CASTAGNA, Felicity The Incredible Here and Now Giramondo Pub, 2013 187pp $19.95 pbk ISBN 9781922146366 SCIS 1628580
‘Some people say ‘West’ like it is something wrong, like ice-cream that fell in a gutter.’ So opens 15 year old narrator Michael’s paean to his little patch in Parramatta. Michael is the son of immigrant proprietors of an electrical goods store. He and Shadi, his best friend, enjoy their after school job at Mohammed’s servo. Michael idolizes his big brother Dom, a gregarious, happy, 17 year old revhead. Life is wonderful … until Dom is killed in a hooning accident.
The tragedy deeply affects Michael’s family, especially his mother who withdraws into the shadows of her home and mind. But life must go on. Michael cherishes the memory of extravert Dom. Poppy, his widowed grandfather, steps in taking Dom’s place in his life. His brassy young Aunty Leena, a foil to his parents’ cultural inertia, inspires him with her zest for life. Michael comes to realize that the very community that made Dom the happy, popular boy that he was, will nurture him in the same way.
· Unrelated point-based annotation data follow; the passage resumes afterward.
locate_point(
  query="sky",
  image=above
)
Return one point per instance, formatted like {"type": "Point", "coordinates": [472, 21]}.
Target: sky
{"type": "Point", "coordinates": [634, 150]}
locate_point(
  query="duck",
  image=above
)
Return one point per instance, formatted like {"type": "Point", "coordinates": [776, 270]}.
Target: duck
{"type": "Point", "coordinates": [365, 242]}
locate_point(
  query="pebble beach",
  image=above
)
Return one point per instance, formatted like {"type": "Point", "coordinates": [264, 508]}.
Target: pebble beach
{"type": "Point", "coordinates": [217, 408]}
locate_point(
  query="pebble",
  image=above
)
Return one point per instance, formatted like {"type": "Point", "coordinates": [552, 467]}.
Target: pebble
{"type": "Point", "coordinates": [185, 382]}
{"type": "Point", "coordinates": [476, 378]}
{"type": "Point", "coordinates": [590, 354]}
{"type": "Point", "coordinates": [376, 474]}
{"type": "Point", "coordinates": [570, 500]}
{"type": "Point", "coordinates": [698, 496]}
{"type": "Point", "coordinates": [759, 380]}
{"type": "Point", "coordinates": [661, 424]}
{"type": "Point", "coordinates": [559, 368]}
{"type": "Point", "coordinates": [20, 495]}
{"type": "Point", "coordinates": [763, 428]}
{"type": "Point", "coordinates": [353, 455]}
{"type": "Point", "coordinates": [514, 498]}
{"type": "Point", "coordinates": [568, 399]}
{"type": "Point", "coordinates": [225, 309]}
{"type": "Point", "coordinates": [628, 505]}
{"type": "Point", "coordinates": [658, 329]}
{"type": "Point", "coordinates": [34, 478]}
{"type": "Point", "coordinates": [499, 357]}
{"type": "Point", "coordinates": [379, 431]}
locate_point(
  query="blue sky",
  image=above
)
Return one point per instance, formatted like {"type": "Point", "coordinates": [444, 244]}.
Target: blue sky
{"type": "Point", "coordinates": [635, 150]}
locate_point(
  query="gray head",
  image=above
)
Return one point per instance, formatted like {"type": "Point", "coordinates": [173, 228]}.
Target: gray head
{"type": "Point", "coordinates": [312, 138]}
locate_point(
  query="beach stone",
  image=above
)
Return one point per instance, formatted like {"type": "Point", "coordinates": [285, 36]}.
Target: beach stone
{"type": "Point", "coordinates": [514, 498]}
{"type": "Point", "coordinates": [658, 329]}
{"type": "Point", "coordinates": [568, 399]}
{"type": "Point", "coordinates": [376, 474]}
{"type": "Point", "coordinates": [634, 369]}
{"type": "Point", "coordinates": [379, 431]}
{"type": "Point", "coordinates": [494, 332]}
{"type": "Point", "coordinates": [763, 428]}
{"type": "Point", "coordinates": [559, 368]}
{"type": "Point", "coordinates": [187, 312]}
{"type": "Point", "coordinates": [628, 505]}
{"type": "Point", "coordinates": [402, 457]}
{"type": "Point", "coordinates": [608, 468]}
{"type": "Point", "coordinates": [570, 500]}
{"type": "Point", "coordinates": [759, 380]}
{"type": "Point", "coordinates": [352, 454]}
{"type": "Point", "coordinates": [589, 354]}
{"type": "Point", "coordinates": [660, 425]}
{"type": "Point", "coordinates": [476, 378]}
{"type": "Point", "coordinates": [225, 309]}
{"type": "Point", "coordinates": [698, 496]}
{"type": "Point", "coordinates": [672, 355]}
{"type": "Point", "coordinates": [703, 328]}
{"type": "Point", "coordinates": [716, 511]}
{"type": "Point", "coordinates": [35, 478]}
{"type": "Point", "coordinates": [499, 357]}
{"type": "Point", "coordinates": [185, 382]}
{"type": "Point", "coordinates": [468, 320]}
The Incredible Here and Now is an uplifting novel, a joy to read. Its eighty short chapters are a series of loosely connected vignettes delivered in the simple, unadorned, sometimes ungrammatical narration of Michael. It is utterly convincing in its observation of the place and the people of Michael’s life in the western suburbs. There is a palpable vitality that courses through the novel and leaves the reader with the sense that life is what you make of it, it’s there for the taking.